This invention relates generally to the field of methods and apparatus for pitting fruits of the drupe type. More particularly, it relates to apparatus for selectively torque pitting such fruits having sound pits and for automatically and selectively spoon pitting such fruit having split pits, irrespective of the order in which fruit having sound pits and fruit having split pits are presented to the pitting station.
The most common method and apparatus used in pitting fruits of the drupe type, such as peaches, apricots and the like, provide for torque pitting the fruit. In this technique the fruit body halves are substantially bisected and the pit is gripped against rotation while the fruit body halves are rotated relative to and about an axis extending through the pit, thus twisting the fruit body halves free of the pit. However, it is not uncommon for some of the fruit presented to the pitting station to have unsound or split pits, these fruits being intermingled with other such fruit having sound pits. If the torque pitting technique is used with fruit having a split pit, generally all that is accomplished is the bisecting of the fruit and its split pit into two halves and then passing the fruit body halves with their attached pit halves onto subsequent stations where these fruit body halves must be repitted with a coring spoon to remove the split pit halves.
One seemingly obvious solution to the problem is use a spoon pitting machine to cut a core including the split pit from each of the fruits presented, regardless of whether the fruit has a split or sound pit. However, since a spoon pitting machine must necessarily cut a core from each fruit at least as large as the largest pit anticipated, it necessarily removes some of the pulp, or meat, adjacent the pit in order that it may stay clear of the pit itself. This causes a loss of salable fruit pulp from fruit having sound pits, which loss would not occur had torque pitting been used. Various compromise solutions to this problem have been attempted by canners. One such solution has been the provision of separate torque pitting and spoon pitting lines in the canneries with batches of fruits suspected of having a high incidence of split pits being processed along the spoon pitting line and all other fruit being processed along the torque pitting line. This compromise has been unsatisfactory both in its requirement for different sets of torque pitting and spoon pitting equipment, some of which may lie idle if fruit having split pits or sound pits is not available. Additionally, there likely will remain the requirement for spoon pitting the still substantial number of split pit fruit processed along the torque pitting line.
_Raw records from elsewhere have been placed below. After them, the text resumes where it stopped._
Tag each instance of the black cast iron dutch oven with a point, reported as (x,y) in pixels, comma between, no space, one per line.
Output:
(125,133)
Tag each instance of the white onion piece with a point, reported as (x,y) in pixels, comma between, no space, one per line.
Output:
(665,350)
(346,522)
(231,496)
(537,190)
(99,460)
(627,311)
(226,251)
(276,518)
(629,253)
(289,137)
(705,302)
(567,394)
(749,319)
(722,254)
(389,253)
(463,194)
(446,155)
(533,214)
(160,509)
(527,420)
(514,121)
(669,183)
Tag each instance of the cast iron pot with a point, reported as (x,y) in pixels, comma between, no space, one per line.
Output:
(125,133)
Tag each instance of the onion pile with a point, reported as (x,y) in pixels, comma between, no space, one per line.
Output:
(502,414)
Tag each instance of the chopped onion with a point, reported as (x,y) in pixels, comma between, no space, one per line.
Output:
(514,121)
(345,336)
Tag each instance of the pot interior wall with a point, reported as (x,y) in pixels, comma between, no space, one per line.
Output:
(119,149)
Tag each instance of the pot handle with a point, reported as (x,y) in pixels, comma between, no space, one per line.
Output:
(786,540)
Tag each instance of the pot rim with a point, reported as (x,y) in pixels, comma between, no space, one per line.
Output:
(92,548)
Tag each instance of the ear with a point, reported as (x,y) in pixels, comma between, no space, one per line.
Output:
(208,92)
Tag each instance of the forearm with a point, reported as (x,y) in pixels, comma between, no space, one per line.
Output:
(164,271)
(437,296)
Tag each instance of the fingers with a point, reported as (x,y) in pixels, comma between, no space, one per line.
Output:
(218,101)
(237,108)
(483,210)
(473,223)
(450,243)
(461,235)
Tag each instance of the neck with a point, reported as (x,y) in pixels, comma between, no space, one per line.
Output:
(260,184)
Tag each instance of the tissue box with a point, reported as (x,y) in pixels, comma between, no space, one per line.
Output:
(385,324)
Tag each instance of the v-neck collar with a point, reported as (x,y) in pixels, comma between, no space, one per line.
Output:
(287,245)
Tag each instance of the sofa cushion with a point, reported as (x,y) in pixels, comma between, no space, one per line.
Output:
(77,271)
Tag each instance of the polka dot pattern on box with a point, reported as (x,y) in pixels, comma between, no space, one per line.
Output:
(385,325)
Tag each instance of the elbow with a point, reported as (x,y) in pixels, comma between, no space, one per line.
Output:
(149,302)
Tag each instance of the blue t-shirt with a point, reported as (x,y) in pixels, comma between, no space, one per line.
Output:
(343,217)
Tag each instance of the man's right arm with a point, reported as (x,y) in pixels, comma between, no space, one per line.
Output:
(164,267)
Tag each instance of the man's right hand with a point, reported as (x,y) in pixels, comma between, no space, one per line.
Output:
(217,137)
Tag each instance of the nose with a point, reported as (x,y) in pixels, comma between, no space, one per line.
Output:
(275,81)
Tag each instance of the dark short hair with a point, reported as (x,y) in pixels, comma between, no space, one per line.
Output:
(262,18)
An improvement over the initial compromise may be found by using equipment similar to that disclosed in Brown U.S. Pat. No. 3,829,591 in which a single machine may be configured to operate in a torque pitting mode or, by appropriate modification, to operate in the spoon pitting mode. The apparatus of Brown thus reduces the necessity for separate types of equipment. However, the Brown apparatus operates continuously in the selected one of the two modes, regardless of whether the fruit presented has split or sound pits, until the processing line is shut down and the machine altered to operate continuously in the other mode. Thus, this Brown apparatus may still attempt torque pitting on fruit having split pits or may spoon pit a substantial number of fruit having sound pits, an inefficient procedure in either condition.
A futher advance has been effected by the selective pitting apparatus of Spence U.S. Pat. No. 4,054,675, in which a single pitting apparatus detects the presence of split or sound pits and adjusts the apparatus accordingly. Thus, with the Spence apparatus fruit having sound pits may be torque pitted, to reduce the loss of available fruit pulp, while fruit having split pits would generally be spoon pitted, as required. By the provision of such selective apparatus the unnecessary and wasteful duplication of equipment may be reduced and a substantially higher yield of properly pitted fruit obtained. However, even when the Spence apparatus is in its spoon pitting mode, it requires that the fruit halves be rotated through a full circle relative to a stationary coring knife and about an axis normal to the plane of the fruit suture, a procedure which may both tear the pulp of the fruit and may also cut the core substantially larger than necessary for removal of the pit.